A humilhação da esmola. A de quem recebe, por certo: é isso que mostram os olhos, duros, sem um soriso, daquela mulher a quem oferecem – nas imagens de arquivo do documentário de Inês de Medeiros – enxoval para o filho recém-nascido. É uma imagem longa – como se a pessoa que filmava, constrangida, sentisse a necessidade de aguardar que a mulher finalmente sorrisse. E ela finalmente sorri, mas sem que os olhos mudem. Recebe a esmola – e devolve-nos o desconforto. A humilhação de quem recebe, mas também a humilhação de quem dá: como a senti quando, no Ramalhão, o Natal significava uma visita à «nossa» pobre, com roupinhas para a criança que esse ano tivera, porque as gravidezes se seguiam umas às outras, para alegria do país católico e conservador e das senhoras esmoleres, mães de muito menos filhos.

Os olhos. Os olhos dessa mulher no filme. Os olhos das crianças que, também elas, recebem roupas e brinquedos e guloseimas e não sorriem. Os olhos duros. Os olhos no chão. Acodem-me à memória versos de Manuel Alegre: «Pergunto à gente que passa/ por que vai de olhos no chão. / Silêncio — é tudo o que tem/ quem vive na servidão».

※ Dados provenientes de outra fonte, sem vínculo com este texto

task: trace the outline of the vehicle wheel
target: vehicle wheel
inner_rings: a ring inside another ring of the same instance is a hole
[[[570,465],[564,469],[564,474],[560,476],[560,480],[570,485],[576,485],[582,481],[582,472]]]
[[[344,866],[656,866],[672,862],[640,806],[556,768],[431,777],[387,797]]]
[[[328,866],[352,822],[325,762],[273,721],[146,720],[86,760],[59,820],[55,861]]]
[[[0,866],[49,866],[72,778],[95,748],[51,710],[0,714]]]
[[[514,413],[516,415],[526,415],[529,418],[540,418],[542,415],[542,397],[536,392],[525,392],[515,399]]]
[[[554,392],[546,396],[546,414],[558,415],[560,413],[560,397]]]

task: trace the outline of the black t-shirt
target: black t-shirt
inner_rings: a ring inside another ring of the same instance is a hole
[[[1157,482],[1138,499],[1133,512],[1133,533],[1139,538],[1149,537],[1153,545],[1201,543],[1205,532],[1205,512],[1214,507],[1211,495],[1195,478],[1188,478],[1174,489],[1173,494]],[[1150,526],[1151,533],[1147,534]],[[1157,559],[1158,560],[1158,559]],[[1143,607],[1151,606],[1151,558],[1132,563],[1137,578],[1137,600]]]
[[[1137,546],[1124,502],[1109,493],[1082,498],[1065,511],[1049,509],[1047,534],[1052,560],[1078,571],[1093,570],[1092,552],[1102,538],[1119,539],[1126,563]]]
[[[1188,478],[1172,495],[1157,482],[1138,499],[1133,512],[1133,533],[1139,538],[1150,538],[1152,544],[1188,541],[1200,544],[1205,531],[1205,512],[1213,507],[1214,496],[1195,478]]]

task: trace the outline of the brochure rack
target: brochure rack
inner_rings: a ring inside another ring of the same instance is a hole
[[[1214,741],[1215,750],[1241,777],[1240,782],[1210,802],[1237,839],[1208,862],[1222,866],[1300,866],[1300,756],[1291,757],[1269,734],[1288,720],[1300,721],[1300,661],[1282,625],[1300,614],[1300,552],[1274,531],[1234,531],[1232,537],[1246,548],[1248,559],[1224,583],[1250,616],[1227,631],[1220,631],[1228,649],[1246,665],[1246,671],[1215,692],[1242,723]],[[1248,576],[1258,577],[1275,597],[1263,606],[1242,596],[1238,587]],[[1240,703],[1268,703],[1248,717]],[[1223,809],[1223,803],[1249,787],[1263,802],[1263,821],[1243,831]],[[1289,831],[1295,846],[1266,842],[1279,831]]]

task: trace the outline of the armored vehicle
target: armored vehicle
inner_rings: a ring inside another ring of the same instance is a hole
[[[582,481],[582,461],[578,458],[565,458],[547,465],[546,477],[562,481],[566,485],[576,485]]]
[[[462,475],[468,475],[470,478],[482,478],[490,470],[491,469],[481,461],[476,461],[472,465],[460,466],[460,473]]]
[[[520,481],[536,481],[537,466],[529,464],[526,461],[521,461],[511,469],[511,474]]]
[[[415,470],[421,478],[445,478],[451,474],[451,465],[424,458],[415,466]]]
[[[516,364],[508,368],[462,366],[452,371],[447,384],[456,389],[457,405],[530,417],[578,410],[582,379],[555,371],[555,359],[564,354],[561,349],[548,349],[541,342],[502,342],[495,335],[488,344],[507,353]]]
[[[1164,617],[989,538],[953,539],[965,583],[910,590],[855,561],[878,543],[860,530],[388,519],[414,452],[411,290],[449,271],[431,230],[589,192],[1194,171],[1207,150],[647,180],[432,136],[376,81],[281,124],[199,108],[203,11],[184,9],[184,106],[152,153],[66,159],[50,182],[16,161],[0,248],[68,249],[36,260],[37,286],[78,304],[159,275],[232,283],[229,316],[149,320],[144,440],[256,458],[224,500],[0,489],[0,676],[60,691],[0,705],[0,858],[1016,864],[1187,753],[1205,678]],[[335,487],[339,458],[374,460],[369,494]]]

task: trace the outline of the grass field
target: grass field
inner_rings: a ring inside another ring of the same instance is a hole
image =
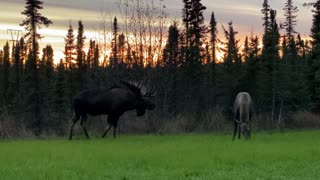
[[[320,131],[0,141],[0,179],[320,179]]]

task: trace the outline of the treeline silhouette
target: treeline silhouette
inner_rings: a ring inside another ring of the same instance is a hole
[[[223,27],[224,40],[218,39],[215,14],[206,24],[201,0],[183,0],[182,20],[174,21],[168,30],[162,1],[152,4],[154,8],[145,1],[135,9],[136,3],[141,1],[118,3],[123,28],[115,17],[111,42],[105,31],[101,42],[90,40],[87,52],[83,22],[78,22],[76,33],[70,24],[65,57],[54,64],[51,45],[42,49],[40,57],[37,31],[52,22],[38,12],[41,1],[26,0],[21,25],[27,33],[0,51],[0,135],[22,131],[64,135],[72,116],[72,97],[84,89],[118,85],[119,80],[156,88],[151,99],[155,111],[137,120],[128,113],[120,120],[126,132],[226,130],[240,91],[253,97],[258,128],[320,126],[312,114],[320,108],[320,1],[312,5],[310,41],[295,31],[298,9],[291,0],[283,8],[282,24],[264,0],[263,36],[252,34],[243,44],[232,22]],[[223,53],[219,61],[217,51]],[[106,118],[96,119],[90,117],[88,123],[97,129],[106,124]]]

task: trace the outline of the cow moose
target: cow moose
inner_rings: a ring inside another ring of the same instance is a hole
[[[246,139],[251,137],[251,118],[253,112],[253,101],[250,94],[239,92],[233,104],[234,131],[232,140],[235,139],[237,129],[239,129],[239,139],[241,133]]]
[[[108,127],[102,137],[105,137],[110,128],[113,127],[113,137],[115,138],[118,120],[122,114],[130,110],[136,110],[136,115],[142,116],[145,114],[146,109],[153,110],[155,108],[155,105],[145,98],[153,96],[155,89],[147,88],[147,92],[142,94],[141,83],[133,85],[126,81],[120,82],[124,86],[84,90],[74,97],[74,113],[70,124],[69,140],[72,139],[73,127],[80,117],[80,125],[85,136],[89,138],[86,129],[88,114],[93,116],[108,115]]]

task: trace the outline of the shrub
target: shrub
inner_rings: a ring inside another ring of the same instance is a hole
[[[0,138],[28,138],[32,136],[22,121],[18,121],[5,111],[0,114]]]
[[[298,111],[291,115],[293,128],[320,128],[320,116],[311,112]]]

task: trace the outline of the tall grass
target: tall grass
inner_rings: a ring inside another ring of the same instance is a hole
[[[320,131],[0,142],[0,179],[319,179]]]

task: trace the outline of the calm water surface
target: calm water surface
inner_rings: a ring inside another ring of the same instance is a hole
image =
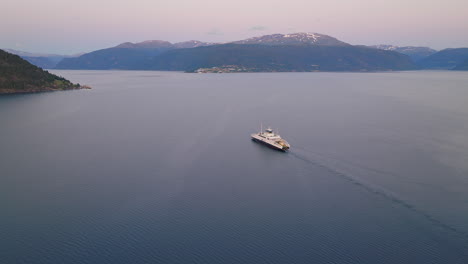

Era esse o país que tínhamos. O que queríamos mudar. As senhoras que falam no filme, as que escreveram a Salazar, as que ainda hoje – não são todas – não distinguem «ditadura» de «democracia» já não me iritam, magoam-me. Porque fazem parte de nós, porque aquele país está dentro de nós, os que vivemos nele, ainda que contra ele. Ainda nos sustém o riso e a alegria. Ainda nos perturba.

Ao meu lado, uma jovem ri – e tem razão. Nascida em democracia, o Estado Novo parece-lhe, sobretudo, ridículo. Não tem, como os que o viveram, o peso desses anos a endurecer-lhes os olhos, a retraír-lhes o riso.

E fico grata aos cineastas que, crianças ainda no 25 de Abril, têm vindo a preservar a memória do que vivemos: Teresa Vilaverde e «Idade Maior», Serge Tréfaut e «Um Outro País», Maria de Medeiros e «Capitães de Abril», Inês de Medeiros e estas «Cartas a uma Ditadura», entre outros. Que recusam a amnésia.